We did not expect the overall effect of donepezil to be larger than that of nicotine in our studies. Possible explanations for this finding include (1) the chronic 30-day (donepezil) vs the acute single-dose (nicotine) drug administration; (2) the difference in the subjects' mean age between the two studies; and (3) the difference in the subjects' flight experience and training. The mean age of the subjects in the donepezil group was 20 years higher than that in the nicotine group and one might speculate that the performance of older pilots benefits more from a cholinergic drug than that of younger pilots. The pilots of the donepezil study, on average, had less flight experience (mean total flight time=08.83 h) than those of the nicotine study (mean=10.45 h) and only 60% of the pilots of the donepezil study were trained to fly under instrument flight rules (IFR), compared to 76% in the nicotine study. One might speculate that less-experienced and less-trained pilots benefit more from cholinergic drugs. While the present study was not designed to test such hypotheses, future studies might be designed to investigate how drug administration, age, and the amount of flight experience and training mediate cholinergic drug effects on flight performance.

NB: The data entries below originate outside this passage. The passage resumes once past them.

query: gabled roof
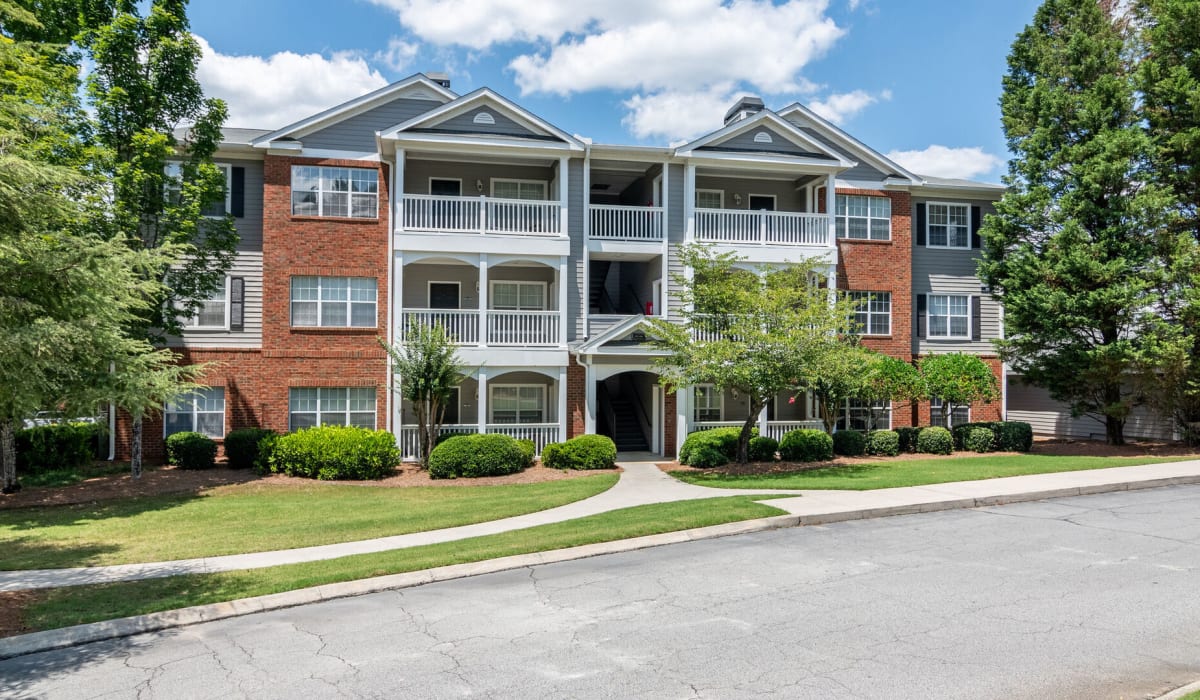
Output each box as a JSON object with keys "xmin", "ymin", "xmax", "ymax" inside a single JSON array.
[
  {"xmin": 779, "ymin": 102, "xmax": 922, "ymax": 185},
  {"xmin": 379, "ymin": 88, "xmax": 584, "ymax": 150},
  {"xmin": 253, "ymin": 73, "xmax": 458, "ymax": 146},
  {"xmin": 674, "ymin": 109, "xmax": 857, "ymax": 168}
]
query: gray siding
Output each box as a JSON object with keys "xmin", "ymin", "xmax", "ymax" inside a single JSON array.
[
  {"xmin": 912, "ymin": 197, "xmax": 1001, "ymax": 354},
  {"xmin": 300, "ymin": 98, "xmax": 442, "ymax": 152}
]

To allow evaluation of the practical significance of our study's findings, we note some of its strengths and limitations. The strengths that make this comparison of two cholinergic drugs and alcohol unique are that it is based on three clinical trials that: (1) were conducted at the same laboratory (same ‘site’); (2) used subjects with similar demographics; (3) investigated subjects who had a key characteristic in common: they were all licensed pilots; and (4) applied identical outcome measures (flight performance in the same simulator). The limitations of the comparison study are that it is based on three clinical trials with partly different designs (parallel group vs crossover; different means of subject age). Generally, a crossover design is more valid and powerful to test the effects of a drug on flight performance, if there is no evidence that either the drug or the testing procedure have any carryover effects on subsequent performance. Under these conditions, a crossover design reduces the influence of the between-subjects variability and therefore results in higher statistical power. This is the preferred design when acute drug effects on performance (such as acute nicotine effects) are investigated. However, when a drug has little acute effects on performance because it requires a longer administration period (typically drugs with longer elimination half lives), a parallel group design is preferred, as carryover effects would require long washout periods during the study. The elimination half-life of donepezil is about 70 h; that of nicotine is about 2 h. Our expectation was that administration of two 2 mg nicotine gum in 1 day to nonsmokers would not have any pharmacologic carryover effects, but that a 30-day administration of 5 mg donepezil/day would have significant pharmacologic carryover effects. This is why we designed the nicotine trial as a crossover study and the donepezil trial as a parallel group study. To shed more light on the similarities and differences of effects of cholinergic drugs with different pharmacologic mechanisms, future investigations might conduct head-to-head comparisons of direct and indirect cholinergic drugs in one study applying a parallel group design comparing subject groups with a similar mean age.